The president couldn’t even strip funding from states that chose not to undo the Common Core, as current funding isn’t conditional on adopting the standards. In addition to rewriting the ESSA to remove recommending college- and career-ready standards, Congress would also have to add in language that strips states of federal funding if they don’t dump the Common Core. And, given that it took Congress eight years to cobble together a new education bill after the expiration of No Child Left Behind, well, it “strains credibility to believe that would actually happen,” as Hansen puts it (rather mildly).
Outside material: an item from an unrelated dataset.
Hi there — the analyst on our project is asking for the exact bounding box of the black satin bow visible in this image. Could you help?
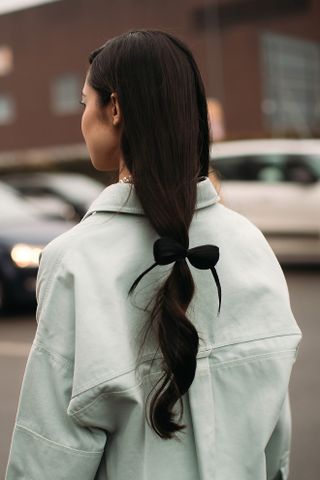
[129,237,221,312]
At the moment, most federal funding going toward education is Title I money, which gives additional money to schools with high concentrations of impoverished students. “Such a move would, in a sense, make Title I money into a political football around whether states would repeal the Common Core, and I don’t see that as a winning strategy,” Hansen says. Is putting the most at-risk kids in the country even more at risk really a battle Republicans want to wage in the name of killing Common Core? (The House Republicans already tried a similar move with a Title I portability provision in their version of ESSA, and it didn’t go anywhere.)

In any event, states would probably dismiss any attempt by the federal government to end the Common Core, since they’ve just devoted millions of dollars and years of effort to shifting their entire educational systems to accommodate the new standards. It’s not a matter of simply starting from scratch with lesson plans: It would require rewriting textbooks and purchasing new ones, rewriting tests that the states just spent a bunch of money developing, and spending even more money retraining teachers on the new requirements. 

Even states that claim they’ve done away with Common Core are really just talking. Why spend the money and time actually starting over when you can just say you did? Chris Christie, another now-also-ran of the 2016 cycle, stood on stage at a debate and told the world that Common Core was no longer the law of the land in New Jersey. That was a total lie, as we’ve pointed out before. The students there still take tests aligned with Common Core standards, and the “new” standards are almost identical to the ones that used to be called “Common Core.”

New Jersey, like the 41 other states that have adopted the standards, has simply invested too much to be sidetracked by a president with a megaphone screaming about the evils of federal oversight. It’s ending Common Core that would require massive on-high interventions from D.C., not the other way around.